The charity worker, who was employed by the Thomson Reuters Foundation as a project manager, is already serving a five-year prison sentence. She now faces a further five years in jail on new charges of “propaganda against the regime.” Zaghari-Ratcliffe had been eligible for parole under the early-release scheme from November 23.
Tory trade secretary Liam Fox, however, has urged people not to overreact to Johnson’s “slip of the tongue.” Speaking on BBC’s Radio 4, he said: “We all make slips of the tongue, we’ve got to very careful that we are not overreacting to this in a way that is going to give the Iranians [an excuse to extend the sentence].”
“I think it is important we keep this in perspective … the point the Foreign Secretary was making was that this arrest and detention of a UK citizen is not acceptable,” he added.
Richard Ratcliffe, Zaghari-Ratcliffe’s husband, has demanded Johnson provide answers over the blunder and “retract” the remarks in Parliament. He maintains his wife was visiting family and is innocent.
Ratcliffe said the “worst thing” Johnson could do now was “suddenly go quiet and to create this problem without making any clarifications … You can’t make a muddle and then leave it. That would be the worst of both worlds,” he told the BBC.
He said he still hoped his wife and young daughter would be back home in the UK for Christmas. Their daughter, who was just 18 months old when Zaghari-Ratcliffe was arrested, is still in Iran with family.
The government said Johnson would call Iran to avoid misrepresentation. Johnson’s remarks “provide no justifiable basis on which to bring any additional charges against Nazanin Zaghari-Ratcliffe,” a Foreign Office spokesperson said.

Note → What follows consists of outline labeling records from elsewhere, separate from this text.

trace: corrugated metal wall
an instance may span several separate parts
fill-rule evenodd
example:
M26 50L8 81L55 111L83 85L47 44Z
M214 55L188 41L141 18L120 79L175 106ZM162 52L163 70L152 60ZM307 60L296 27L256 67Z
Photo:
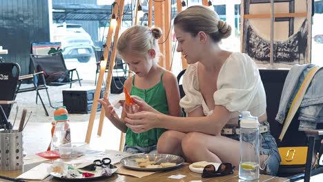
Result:
M18 63L29 73L30 43L48 41L48 0L0 0L0 46L6 62Z
M52 0L52 3L97 4L97 0ZM54 22L55 20L53 20ZM82 25L83 28L91 36L93 42L97 41L99 21L66 21L66 23Z

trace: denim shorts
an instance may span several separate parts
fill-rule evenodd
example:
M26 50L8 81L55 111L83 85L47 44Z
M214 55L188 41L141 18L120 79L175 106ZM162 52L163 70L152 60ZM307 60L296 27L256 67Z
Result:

In a statement over the weekend, the Judiciary of the Islamic Republic of Iran said: “[Johnson’s] statement shows that Nazanin had visited the country for anything but a holiday. For months it was claimed that Nazanin is a British-Iranian charity worker who went to see her family when she was arrested.
“‘She was simply going on holiday, making a routine visit with her daughter Gabriella to visit her parents living in Tehran,’ the Guardian falsely claimed. Mr. Johnson’s statement has shed a new light on the realities about Nazanin, which has been strongly denied previously by both her family and human-rights activists,” the Iranian judiciary concluded.
Zaghari-Ratcliffe is a dual British-Iranian national who was first arrested in April last year for leading a “soft coup” against the state.
On Saturday, she faced Abolghassem Salavati, a notoriously harsh judge who sentenced her in the first trial. Salavati was placed on the EU sanctions list in 2011 for “gross human rights violations.”
Last month, a letter sent to Zaghari-Ratcliffe by former PM David Cameron was intercepted by the Iranian authorities. Iranian prosecutor Abbas Jafari Dolatabadi said the letter demonstrated Zaghari-Ratcliffe’s importance to the British authorities, but he did not say when it was sent or provide any other details about it.